Actuellement les produits pharmaceutiques sont mis sur le marché au terme d’une très longue expérimentation, et on voit au fil du temps, ce n’est pas suffisant. Est-ce que tout ce dont vous parlez,molécules…est-ce que vous pensez que cela se fait au terme d’une expérimentation suffisamment longue de plusieurs années comme les produits pharmaceutiques ?
Ne devrait-on pas calquer sur la manière établie pour les produits pharmaceutiques ? Et les grands laboratoires pharmaceutiques ne ferment pas pour autant !

Yves Lancelot :
Je crois que c’est vrai,la mer était considérée comme nous pardonnant toutes nos erreurs depuis la nuit des temps. Ce n’est que petit à petit que la mer qu’on considérait comme un milieu relativement inerte, est un milieu qui réagit. Il faut que ça rentre dans les esprits. On arrivera à faire de l’étude à long terme, mais qu’on a pas encore réalisée parce qu’on arrive pas à convaincre nos industriels d’arrêter les pollutions. Je connais bien la pollution de Péchiney, des boues rouges au large de Cassis qui passent devant mes fenêtres,on a n’a pas encore réussi à l’arrêter et ça fait un bon nombre d’années qu’on se bat, parce qu’il y a des emplois…qui sont considérables. On a un engagement ferme que ça va s’arrêter en 2015,mais c’est comme le CO2, on aura déjà fait le mal.

Bruno Barnouin :
Dommage qu’il n’y ait pas d’industriels à notre table.Il existe des protocoles de vérification de l’acceptabilité par le milieu de tous les produits chimiques mis sur le marché. Elles sont obligatoires, elles font l’objet de fiches.Le problème,c’est que ces procédures n’examinent que la toxicité létale et pas sur des espèces marines.Actuellement on essaye d’obtenir que ces procédures soient étendues aux effets chroniques.

Michel Glémarec :
Il va falloir gérer notre littoral, on est habitué à vivre dans une commune où on connaît le parking et la plage.Maintenant on va plus loin en mer, on va jusqu’à 15-20 mètres. Il va falloir que tous les acteurs, dans les cinq années à venir,se mettent à changer d’attitudes,et poser le problème à nos élus qui n’avaient pas l’habitude de voir ce type de législation. Il va falloir s’organiser en intercommunalité et est-ce que les gens sont prêts à travailler ensemble,tous les utilisateurs de la mer ?

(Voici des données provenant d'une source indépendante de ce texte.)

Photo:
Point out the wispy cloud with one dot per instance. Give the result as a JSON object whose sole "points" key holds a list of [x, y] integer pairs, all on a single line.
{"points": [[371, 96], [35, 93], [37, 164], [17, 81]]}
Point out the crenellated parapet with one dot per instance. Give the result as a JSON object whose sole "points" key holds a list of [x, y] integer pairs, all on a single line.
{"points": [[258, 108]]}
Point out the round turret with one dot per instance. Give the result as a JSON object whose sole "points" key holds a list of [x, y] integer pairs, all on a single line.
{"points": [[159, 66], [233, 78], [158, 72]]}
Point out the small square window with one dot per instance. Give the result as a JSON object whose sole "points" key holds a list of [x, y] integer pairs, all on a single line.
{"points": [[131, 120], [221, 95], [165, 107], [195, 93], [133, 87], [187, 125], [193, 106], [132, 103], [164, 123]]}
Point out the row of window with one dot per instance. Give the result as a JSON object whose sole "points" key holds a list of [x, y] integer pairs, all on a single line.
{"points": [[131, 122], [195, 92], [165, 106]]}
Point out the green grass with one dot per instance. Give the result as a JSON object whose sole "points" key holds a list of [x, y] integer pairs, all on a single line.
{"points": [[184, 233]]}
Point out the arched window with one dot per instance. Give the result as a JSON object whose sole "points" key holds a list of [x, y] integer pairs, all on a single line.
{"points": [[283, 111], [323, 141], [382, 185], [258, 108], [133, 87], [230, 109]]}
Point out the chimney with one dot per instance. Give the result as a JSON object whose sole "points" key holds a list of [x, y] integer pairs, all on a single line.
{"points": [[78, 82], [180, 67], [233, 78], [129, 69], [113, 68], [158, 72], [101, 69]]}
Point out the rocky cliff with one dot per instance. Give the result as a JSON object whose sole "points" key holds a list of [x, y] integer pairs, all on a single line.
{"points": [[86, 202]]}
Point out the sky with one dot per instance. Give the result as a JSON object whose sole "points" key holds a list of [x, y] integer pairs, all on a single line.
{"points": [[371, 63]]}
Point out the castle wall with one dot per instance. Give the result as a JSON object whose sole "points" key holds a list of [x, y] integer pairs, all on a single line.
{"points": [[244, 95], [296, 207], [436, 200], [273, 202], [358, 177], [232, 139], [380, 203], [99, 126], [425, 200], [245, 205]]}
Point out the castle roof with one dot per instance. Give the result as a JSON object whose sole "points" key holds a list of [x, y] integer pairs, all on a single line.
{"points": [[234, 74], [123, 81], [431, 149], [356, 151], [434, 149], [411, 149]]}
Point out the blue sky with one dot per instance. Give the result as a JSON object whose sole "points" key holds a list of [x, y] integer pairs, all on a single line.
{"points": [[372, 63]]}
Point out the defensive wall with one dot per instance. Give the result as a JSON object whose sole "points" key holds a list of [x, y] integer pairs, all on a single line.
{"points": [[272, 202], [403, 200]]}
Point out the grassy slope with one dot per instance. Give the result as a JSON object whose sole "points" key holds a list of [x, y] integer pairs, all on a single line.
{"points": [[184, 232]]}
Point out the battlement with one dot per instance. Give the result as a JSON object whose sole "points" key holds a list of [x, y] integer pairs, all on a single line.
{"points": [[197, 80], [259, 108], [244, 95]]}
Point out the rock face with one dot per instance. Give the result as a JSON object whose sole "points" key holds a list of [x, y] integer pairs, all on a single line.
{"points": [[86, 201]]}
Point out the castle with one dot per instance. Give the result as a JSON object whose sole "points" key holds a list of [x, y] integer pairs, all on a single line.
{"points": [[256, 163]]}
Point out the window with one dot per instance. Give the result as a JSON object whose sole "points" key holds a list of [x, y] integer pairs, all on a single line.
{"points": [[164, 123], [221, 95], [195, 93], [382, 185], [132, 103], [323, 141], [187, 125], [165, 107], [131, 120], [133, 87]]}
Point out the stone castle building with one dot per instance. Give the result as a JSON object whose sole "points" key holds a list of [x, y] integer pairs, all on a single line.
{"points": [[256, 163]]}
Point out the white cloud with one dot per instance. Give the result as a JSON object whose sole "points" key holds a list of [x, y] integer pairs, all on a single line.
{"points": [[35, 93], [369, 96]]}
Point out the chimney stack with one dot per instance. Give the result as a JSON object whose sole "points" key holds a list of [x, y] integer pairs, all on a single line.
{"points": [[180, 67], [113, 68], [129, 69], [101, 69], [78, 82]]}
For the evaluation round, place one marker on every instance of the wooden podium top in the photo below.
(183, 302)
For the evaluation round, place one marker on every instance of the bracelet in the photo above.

Nicole Priol, Présidente de l'Association des Professeurs de Biologie et de Géologie (APBG) :
C’est une remarque, Monsieur Minster l’a à peine évoqué, Monsieur Lancelot a parlé de nos enfants et petits enfants, ils nous succéderont et nous demanderont éventuellement des comptes. On a oublié toute la partie " enseignement ", je suis représentante des enseignants des sciences naturelles.
Autrefois sciences naturelles aujourd’hui sciences de la vie et de la terre.Notre association s’est battue de façon longue et pénible pour que par exemple la section qui ait choisi " économie " fasse des sciences naturelles.Tous les jeunes qui vont faire des métiers économiques ou industriels n’ont pas de sciences naturelles. Combien d’enfants qui ne savent pas reconnaître un arbre ou un hérisson, qu’ils ne verront peut-être jamais dans nos métropoles, s’ils ne le voient pas en classe,ils ne le verront jamais.Qu’on puisse faire des travaux pratiques et interdisciplinaires.Qu’on commence par éduquer les enfants à l’environnement et pas seulement aux Mathématiques.